Les tirs de loups en France  

Environ 20 % des loups présents en France sont tués chaque année par des tirs dérogatoires à leur statut de protection. Ces derniers, censés être exceptionnels, s’apparentent désormais à des tirs de régulation.  

« Quand les autorités sont face à des éleveurs, ils parlent de quotas, et quand ils étaient face à la Commission européenne, ils parlaient plutôt de « seuils » : c’est-à-dire d’un maximum que l’on peut atteindre sans que ce ne soit un objectif, explique le géographe Farid Benhammou, chercheur associé au laboratoire Ruralités de l’Université de Poitiers, pour La Relève et La Peste. Dans les faits pourtant, c’est devenu un objectif. Mais quel objectif ? Tuer plus de loups ? Diminuer leur nombre ? Ou diminuer la prédation ? La corrélation entre tirs et réduction de la prédation n’est pas prouvée scientifiquement ».   

Selon Farid Benhammou, qui étudie les relations entre humains et grands carnivores, les tirs de loups visent avant tout à satisfaire des acteurs agricoles et cynégétiques. Un constat partagé par Jean-Marc Landry, éthologue spécialiste des loups : « en France, tirer des loups comme on le fait aujourd’hui montre que le gouvernement se trouve face à une impasse », ajoute-t-il pour La Relève et La Peste.  

Selon ce chercheur, « des études montrent clairement que tuer du loup avec l’aval de l’État encourage le braconnage ».  

Ces tirs légaux et illégaux, additionnés, pourraient donc avoir un impact sur la croissance de la population : « les chiffres ont montré pour la première fois une baisse de l’estimation de la population de 9 % entre 2022 et 2023 avec 1003 individus, rappelle Farid Benhammou pour La Relève et La Peste. Je parle au conditionnel, mais cela pourrait être en corrélation avec ces tirs qui exercent une pression assez forte. »   
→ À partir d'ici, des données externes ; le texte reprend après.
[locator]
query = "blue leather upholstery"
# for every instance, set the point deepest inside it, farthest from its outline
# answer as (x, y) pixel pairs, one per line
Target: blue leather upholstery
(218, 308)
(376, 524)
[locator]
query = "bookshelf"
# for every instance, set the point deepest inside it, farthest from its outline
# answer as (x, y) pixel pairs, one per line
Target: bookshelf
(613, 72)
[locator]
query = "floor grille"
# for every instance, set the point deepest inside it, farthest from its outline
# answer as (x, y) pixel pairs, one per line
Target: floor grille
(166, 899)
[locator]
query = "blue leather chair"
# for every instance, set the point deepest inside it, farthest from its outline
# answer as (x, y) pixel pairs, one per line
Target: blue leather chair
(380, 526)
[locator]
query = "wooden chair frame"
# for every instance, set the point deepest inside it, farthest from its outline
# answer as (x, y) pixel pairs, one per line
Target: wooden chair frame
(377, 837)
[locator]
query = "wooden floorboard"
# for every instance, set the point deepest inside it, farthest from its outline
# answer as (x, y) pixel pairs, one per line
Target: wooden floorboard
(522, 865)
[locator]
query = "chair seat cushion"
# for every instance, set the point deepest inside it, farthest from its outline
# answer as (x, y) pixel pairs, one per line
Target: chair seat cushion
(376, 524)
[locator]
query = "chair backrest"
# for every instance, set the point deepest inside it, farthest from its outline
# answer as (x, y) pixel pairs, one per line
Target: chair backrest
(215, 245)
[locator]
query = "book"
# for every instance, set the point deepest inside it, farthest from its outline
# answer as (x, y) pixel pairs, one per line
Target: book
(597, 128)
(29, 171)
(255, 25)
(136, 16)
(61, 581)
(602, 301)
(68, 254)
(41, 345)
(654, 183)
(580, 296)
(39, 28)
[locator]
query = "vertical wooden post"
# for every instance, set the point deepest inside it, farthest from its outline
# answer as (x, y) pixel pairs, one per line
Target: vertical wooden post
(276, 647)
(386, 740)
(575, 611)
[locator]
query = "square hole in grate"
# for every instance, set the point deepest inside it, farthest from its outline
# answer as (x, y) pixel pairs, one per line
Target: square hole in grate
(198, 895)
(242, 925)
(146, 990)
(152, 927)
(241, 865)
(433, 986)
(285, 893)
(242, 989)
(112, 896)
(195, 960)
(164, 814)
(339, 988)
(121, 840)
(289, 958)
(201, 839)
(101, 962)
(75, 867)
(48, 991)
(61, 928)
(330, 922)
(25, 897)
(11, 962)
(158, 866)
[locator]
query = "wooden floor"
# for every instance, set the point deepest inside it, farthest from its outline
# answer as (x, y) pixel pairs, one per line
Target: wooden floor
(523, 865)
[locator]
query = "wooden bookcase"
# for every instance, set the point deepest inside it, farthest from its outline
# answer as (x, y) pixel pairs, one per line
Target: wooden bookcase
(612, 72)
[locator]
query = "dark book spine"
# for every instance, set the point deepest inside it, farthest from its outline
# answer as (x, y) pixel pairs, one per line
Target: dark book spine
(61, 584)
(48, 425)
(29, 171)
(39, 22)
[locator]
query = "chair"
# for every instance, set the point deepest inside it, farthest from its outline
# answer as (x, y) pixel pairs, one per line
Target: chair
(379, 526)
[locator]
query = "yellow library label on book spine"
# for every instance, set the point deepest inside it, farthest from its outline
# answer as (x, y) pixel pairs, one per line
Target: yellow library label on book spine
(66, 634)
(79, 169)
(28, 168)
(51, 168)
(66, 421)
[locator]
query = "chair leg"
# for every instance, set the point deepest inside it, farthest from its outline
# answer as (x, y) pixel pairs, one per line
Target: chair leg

Les chiffres de 2024 portent quant à eux l’estimation à 1013 loups sur le territoire français. « À l’heure actuelle, la population se stabilise et ne croit plus, malgré le fait que les loups colonisent de nouveaux territoires » conclut Jean-Marc Landry pour La Relève et La Peste.  

Crédit : AB Photography

Des tirs aux résultats variables  

Si la France utilise massivement les tirs contre les loups, aucune étude n’a permis de démontrer clairement leur efficacité pour limiter les prédations. Une thèse réalisée par Oskana Grente en 2021 a étudié les effets des tirs de loup dans l’arc alpin français. Une publication la résumant dans la revue Naturae, présente des conclusions mitigées et montre que leurs effets varient en fonction des différents contextes.  

L’étude indique que seuls les tirs effectués dans trois massifs alpins sont associés à une forte réduction du nombre de constats de dommages aux troupeaux, durant les trois mois suivant les tirs. Ceux effectués dans d’autres massifs ne montrent quant à eux « pas d’effets flagrants sur la récurrence ou le nombre ultérieur de constats ». Enfin, dans le massif du Vercors, « le nombre de constats est plus élevé après les tirs ».  

Oskana Grente présente également des variations saisonnières des résultats et rappelle que les comportements des loups peuvent varier suite aux tirs, mais aussi du fait d’autres facteurs : des changements de l’environnement et des pratiques pastorales. Une autre étude, publiée en 2023 et réalisée en Lettonie – où la densité de loups est bien plus élevée et où l’espèce est chassable – montre également des cas d’augmentation de la prédation suite à des tirs.  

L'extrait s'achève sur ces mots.